Emerging evidence favors the notion that macrophage autophagy plays a prominent role in the pathogenesis of vulnerable plaque, suggesting the therapeutic potential of targeting autophagy in atherosclerosis. Here ApoE(-/-) mice were crossed with Mst1 knockout or Mst1 Tg mice to generate ApoE(-/-):Mst1(-/-) and ApoE(-/-):Mst1Tg mice. All animals were fed high-fat-diet for 4months to induce arterial atherosclerosis. Murine macrophage RAW264.7 cells were subjected to ox-LDL (50μg/mL) in an effort to examine the cellular mechanisms.

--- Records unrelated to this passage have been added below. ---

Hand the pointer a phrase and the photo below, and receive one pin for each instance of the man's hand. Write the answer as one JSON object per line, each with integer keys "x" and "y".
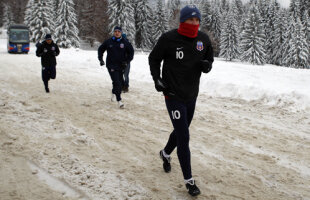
{"x": 206, "y": 66}
{"x": 160, "y": 85}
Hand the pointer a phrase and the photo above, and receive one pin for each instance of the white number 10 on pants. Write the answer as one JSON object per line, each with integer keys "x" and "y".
{"x": 176, "y": 114}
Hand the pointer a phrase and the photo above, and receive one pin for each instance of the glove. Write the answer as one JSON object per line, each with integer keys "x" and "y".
{"x": 124, "y": 65}
{"x": 160, "y": 85}
{"x": 206, "y": 66}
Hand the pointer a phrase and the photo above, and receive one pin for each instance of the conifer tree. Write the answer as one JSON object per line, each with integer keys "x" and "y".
{"x": 229, "y": 37}
{"x": 174, "y": 7}
{"x": 299, "y": 50}
{"x": 253, "y": 38}
{"x": 160, "y": 23}
{"x": 66, "y": 32}
{"x": 270, "y": 19}
{"x": 40, "y": 19}
{"x": 121, "y": 13}
{"x": 144, "y": 28}
{"x": 280, "y": 26}
{"x": 206, "y": 15}
{"x": 7, "y": 16}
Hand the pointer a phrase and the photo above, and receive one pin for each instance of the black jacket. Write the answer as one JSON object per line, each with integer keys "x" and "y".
{"x": 48, "y": 53}
{"x": 182, "y": 63}
{"x": 118, "y": 51}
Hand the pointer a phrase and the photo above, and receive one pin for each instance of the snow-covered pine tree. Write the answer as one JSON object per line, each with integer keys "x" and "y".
{"x": 224, "y": 6}
{"x": 161, "y": 21}
{"x": 299, "y": 46}
{"x": 287, "y": 59}
{"x": 307, "y": 31}
{"x": 280, "y": 25}
{"x": 238, "y": 9}
{"x": 40, "y": 19}
{"x": 121, "y": 13}
{"x": 28, "y": 12}
{"x": 86, "y": 22}
{"x": 144, "y": 25}
{"x": 295, "y": 9}
{"x": 174, "y": 7}
{"x": 7, "y": 16}
{"x": 270, "y": 18}
{"x": 206, "y": 16}
{"x": 229, "y": 37}
{"x": 66, "y": 31}
{"x": 253, "y": 38}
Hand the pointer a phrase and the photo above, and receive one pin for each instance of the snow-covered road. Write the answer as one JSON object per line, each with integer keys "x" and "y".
{"x": 75, "y": 144}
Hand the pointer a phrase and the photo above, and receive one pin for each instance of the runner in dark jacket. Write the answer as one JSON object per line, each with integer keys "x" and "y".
{"x": 119, "y": 53}
{"x": 48, "y": 51}
{"x": 186, "y": 53}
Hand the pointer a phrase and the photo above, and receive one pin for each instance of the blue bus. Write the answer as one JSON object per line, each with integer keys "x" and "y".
{"x": 18, "y": 39}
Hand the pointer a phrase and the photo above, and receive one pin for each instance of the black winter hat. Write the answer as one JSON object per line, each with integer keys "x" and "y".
{"x": 48, "y": 37}
{"x": 117, "y": 28}
{"x": 189, "y": 11}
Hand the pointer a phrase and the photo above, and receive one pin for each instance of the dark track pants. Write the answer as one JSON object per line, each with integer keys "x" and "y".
{"x": 48, "y": 72}
{"x": 126, "y": 76}
{"x": 116, "y": 77}
{"x": 181, "y": 115}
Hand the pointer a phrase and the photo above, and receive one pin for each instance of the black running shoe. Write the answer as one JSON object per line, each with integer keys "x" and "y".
{"x": 166, "y": 164}
{"x": 192, "y": 188}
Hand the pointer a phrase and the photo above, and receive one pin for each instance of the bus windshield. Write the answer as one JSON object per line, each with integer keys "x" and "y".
{"x": 19, "y": 35}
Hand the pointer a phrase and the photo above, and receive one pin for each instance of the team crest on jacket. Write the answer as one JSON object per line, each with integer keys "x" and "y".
{"x": 199, "y": 46}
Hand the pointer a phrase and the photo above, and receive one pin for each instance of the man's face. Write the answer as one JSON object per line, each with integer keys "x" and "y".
{"x": 193, "y": 21}
{"x": 117, "y": 34}
{"x": 49, "y": 41}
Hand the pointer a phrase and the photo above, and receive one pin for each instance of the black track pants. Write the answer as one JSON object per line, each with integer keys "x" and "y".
{"x": 181, "y": 115}
{"x": 116, "y": 77}
{"x": 48, "y": 72}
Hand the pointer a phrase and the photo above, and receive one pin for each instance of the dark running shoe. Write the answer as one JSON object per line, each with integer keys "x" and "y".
{"x": 166, "y": 164}
{"x": 192, "y": 187}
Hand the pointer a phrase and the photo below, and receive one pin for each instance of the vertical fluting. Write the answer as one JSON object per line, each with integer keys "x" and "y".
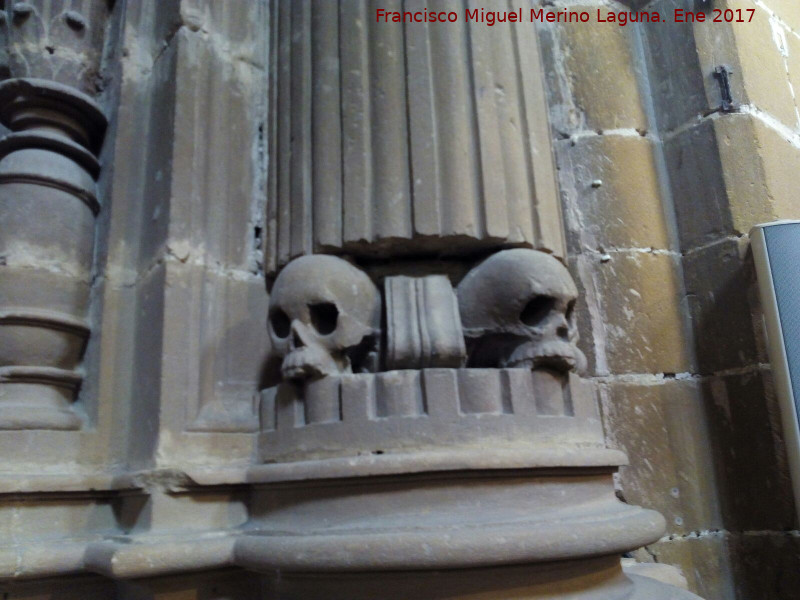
{"x": 406, "y": 138}
{"x": 48, "y": 205}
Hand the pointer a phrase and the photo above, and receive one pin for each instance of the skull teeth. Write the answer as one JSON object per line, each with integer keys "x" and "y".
{"x": 554, "y": 354}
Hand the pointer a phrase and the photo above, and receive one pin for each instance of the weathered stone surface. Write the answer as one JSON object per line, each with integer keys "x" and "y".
{"x": 602, "y": 74}
{"x": 664, "y": 428}
{"x": 763, "y": 67}
{"x": 698, "y": 188}
{"x": 612, "y": 194}
{"x": 675, "y": 75}
{"x": 717, "y": 278}
{"x": 703, "y": 558}
{"x": 636, "y": 320}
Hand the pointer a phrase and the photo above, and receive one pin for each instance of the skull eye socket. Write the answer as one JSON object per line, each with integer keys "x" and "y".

A significant increase in the levels of Mst1 and p-Mst1 was observed in the aorta of ApoE(-/-) mice. Mst1 knockout significantly reduced atherosclerotic area, decreased lipid core area and macrophage accumulation as compared with ApoE(-/-) mice. Along the same line, Mst1 overexpression increased plaque area, lipid core and macrophage accumulation as compared with ApoE(-/-) mice. Mst1 deficiency significantly increased levels of Beclin1 and LC3II, while decreased that of p62 in aortic atherosclerosis. Moreover, in vitro data indicated that Mst1 knockdown prompted more typical autophagosomes upon ox-LDL challenge. Mst1 knockdown also enhanced autophagic flux as evidenced by GFP-mRFP-LC3 staining, increased LC3-II expression and decreased p62 expression in the presence of bafilomycin A1. Mst1 knockdown decreased, while Mst1 overexpression increased macrophage apoptosis upon ox-LDL exposure. In conclusion, Mst1 deficiency diminishes atherosclerosis and stabilizes atherosclerotic plaques in ApoE(-/-) mice. Mst1 may participate in atherosclerosis progression through inhibition of macrophage autophagy and promotion of macrophage apoptosis.